Les femmes enceintes et allaitantes interrogées par Amnesty International ont évoqué l'extrême pénurie de biens indispensables à leur survie, la dure réalité d'être enceinte ou jeune mère vivant sous une tente sous une chaleur estivale extrême, et la lutte acharnée au quotidien pour se procurer de la nourriture, du lait maternisé et de l'eau potable. Elles ont également fait part de leur sentiment de culpabilité de ne pas pouvoir subvenir aux besoins de leurs enfants, de leur crainte de savoir qui s'occuperait d'eux si elles étaient tuées, et de leur anxiété face aux conséquences de la malnutrition sur leur croissance et leur bien-être.
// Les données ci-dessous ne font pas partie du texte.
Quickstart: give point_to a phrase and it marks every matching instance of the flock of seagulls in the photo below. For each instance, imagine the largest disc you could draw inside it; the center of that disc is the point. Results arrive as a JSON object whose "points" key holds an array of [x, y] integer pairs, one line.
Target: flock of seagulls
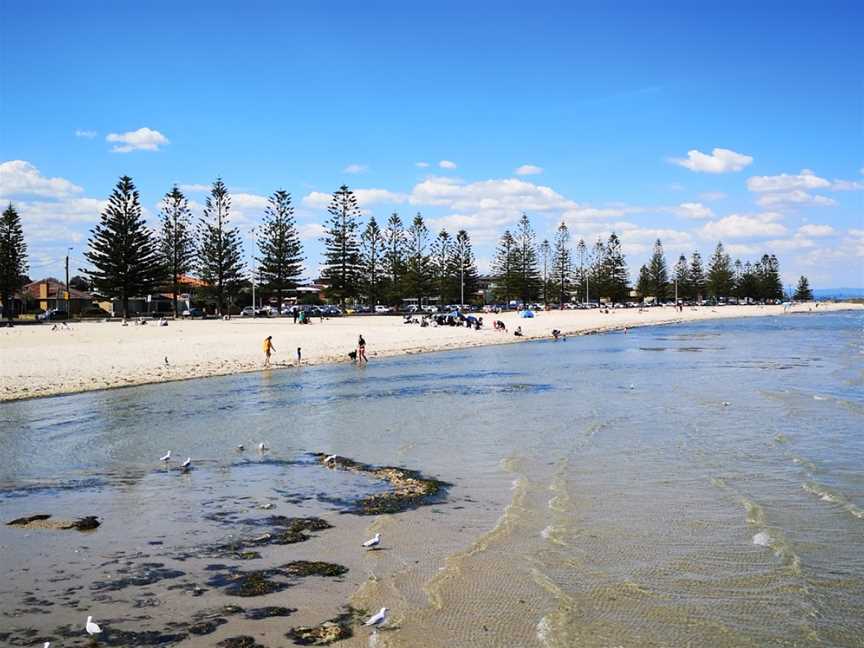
{"points": [[375, 621], [186, 466]]}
S, (son nom complet n'a pas été divulgué à sa demande), une infirmière déplacée de Jabalia vers le camp de déplacés d'al-Taqwa à Sheikh Radwan, dans la ville de Gaza, a raconté le combat quotidien qu'elle mène pour s'occuper de son garçon de deux ans et de sa fille de sept mois. Elle a fui pour sauver la vie de ses enfants ; c'était un choix entre le déplacement et la mort. Elle a expliqué que la faim était devenue palpable fin avril, la forçant à économiser les maigres portions de nourriture pour ses enfants tant qu'elle restait affamée. Le repas quotidien de la famille, lorsqu'il y en a, se compose d'une assiette commune de lentilles ou d'aubergines avec de l'eau, S donnant la priorité à son tout-petit. Ses enfants s'endorment « en pleurant de faim ». Le lait maternisé, rare à Gaza (environ 270 shekels (79 dollars) pour trois jours), est inabordable. Sa fille de sept mois pèse le poids d'un bébé de quatre mois. Malgré ce prix exorbitant, les familles ont signalé des pénuries de lait maternisé au marché.
Les souffrances psychologiques liées à la famine, notamment les traumatismes, la culpabilité et la honte, sont également partagées par les femmes enceintes interrogées par Amnesty International.
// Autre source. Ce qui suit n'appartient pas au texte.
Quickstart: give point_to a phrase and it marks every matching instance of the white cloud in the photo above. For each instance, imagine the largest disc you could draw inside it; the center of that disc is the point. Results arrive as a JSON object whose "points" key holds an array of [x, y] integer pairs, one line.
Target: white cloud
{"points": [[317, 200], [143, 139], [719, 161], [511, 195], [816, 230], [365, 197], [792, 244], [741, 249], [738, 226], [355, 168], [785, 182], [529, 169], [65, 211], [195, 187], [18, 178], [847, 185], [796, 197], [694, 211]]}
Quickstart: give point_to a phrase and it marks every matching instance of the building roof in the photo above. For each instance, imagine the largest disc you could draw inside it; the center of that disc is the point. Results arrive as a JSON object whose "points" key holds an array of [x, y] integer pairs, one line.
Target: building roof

Cette recherche s’appuie sur la documentation récente d’Amnesty International sur l’impact de politiques et de pratiques israéliennes spécifiques, notamment un siège total imposé pendant 78 jours entre mars et mai et le remplacement du système d’aide humanitaire de longue date dirigé par l’ONU par un mécanisme d’aide non neutre, mortel et dégradant, imposé par la soi-disant Fondation humanitaire pour Gaza (GHF), soutenue par les États-Unis et Israël, qui a encore aggravé les souffrances de la population civile de Gaza.